01-18-07 Update
I've managed to get into a recording studio class this semester. Yayy!!! Don't be disheartened if it takes a bit for me to respond.
--------------------------------------
Be a little brave and say hi. I got bored with my own profile, so it feels like it's time for a change. No, the snake is not mine. That's from the Chicago Reptile Show.
Likes: Here
Dislikes: There
Aspirations: Goddess
The person I'd like to meet: Can't decide, so someone with a multi-personality disorder should be about right. Then I can have everything I want in one person. :-) Seven personalities should be about right so then I can have sex with a different guy each day of the week and still claim monogamy.
Yes, I know I have my listed for just friends. I am pretty happy and cool with snifty friends, though I am open to the option of more for the right person.
Programming makes more sense to me than instant pudding. I can get a little obsessive about motorcycles and music. Yes, I currently smoke, I'm wanting to quit (had been off for 2 years), but can't say when it will happen again.
The test for who I'd date:
1. Blank stare at one of my jokes --- you'd get one date at least because you're cute.
2. Regular laugh --- two dates because you probably didn't get it anyway and are faking it, and I'll figure that out by the second date.
3. Spurt beer two feet out of your nose, just narrowly missing me --- You'd get a few more dates, or a regular beer drinking buddy, because making people's beer go up their nose amuses me.
4. Just barely manage to hold the beer in, face turning red, tears running down face...hold it....hold it...........ok, swallow.

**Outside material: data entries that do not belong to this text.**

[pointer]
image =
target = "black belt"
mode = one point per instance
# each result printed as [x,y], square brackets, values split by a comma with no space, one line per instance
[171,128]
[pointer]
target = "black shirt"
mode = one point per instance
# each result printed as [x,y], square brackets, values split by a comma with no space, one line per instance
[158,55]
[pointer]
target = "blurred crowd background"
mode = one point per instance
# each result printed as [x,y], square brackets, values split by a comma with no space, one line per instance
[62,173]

Take a deap breath....come back with a smart assed remark....you successfully get the same reaction out of me ---- Ok, lets get married and make strange children with 12 toes and 11 fingers. (No, you're not required to drink beer.)
I’ve come to the conclusion that dating sucks big, fat, hairy moose**** (Got a visual yet?) Am I going to quit?…ermmm, probably not. I’m sure hoping that doesn’t relate me in any way to moose**** (shudder) My dad is probably rolling over in his grave right now. I grew up in a town named****yville (often referred to as****lessville by neighboring towns) and went to a Catholic grade school whose mascot is the Trojans....ok, now, what is wrong with that picture? So, I blame it all on my dad for placing me in that environment.
Ok, time to hit an all new low. I just realized I have the words**** swallow, sex, and some bondage going on in the date. Geez, this so isn't me, and I even managed to write this one all by myself. I'm really just harmless and razz the world to no end.
Blessed are the cracked, for it is they who let in the light.
-------------------
Ok this is funny. Finished my profile and everywhere the letters d...i...c...k appeared were deleted out, even in the name of the town I'm from. Ummmm, I wonder if my profile will be forced off?
Be a little brave and say hi.------------------------------------
11-05-06 update
Give me a guy who talks to jello, pees on squirrels, compulsively masturbates in the tampon isle at the store, obsesses about the length of his armpit hair, and thinks about beaming hamsters into the middle of walls with a thermonuclear particle transducer any day!!!!!!!!!!!!!!! :-)
First, you must meet the lizard. If he ignores you, then you're safe. If he nods, then I know you'll be exciting. If he tries to kill you, I'll know you're not the one. Assuming you're still alive, then I'll strap you, kicking and screaming, to the back of my bike with bungee cords. We'll ride straight to the courthouse and get divorced, so that's not a thing that would have to be worried about in the future. I'll just drive the motorcycle right in so that you can't run away....I'm just that kind of a devoted kind of gal. :-p After that, we'll have to hit a drive through for dinner. If your face shield is closed just right, the burger should stay balanced so you can nibble as we ride. Then it's off to Texas to start an iguana farm and live happily ever after. The only way to get out of this is to laugh uproariously at my jokes....otherwise, it's bungee cords for you, buddy.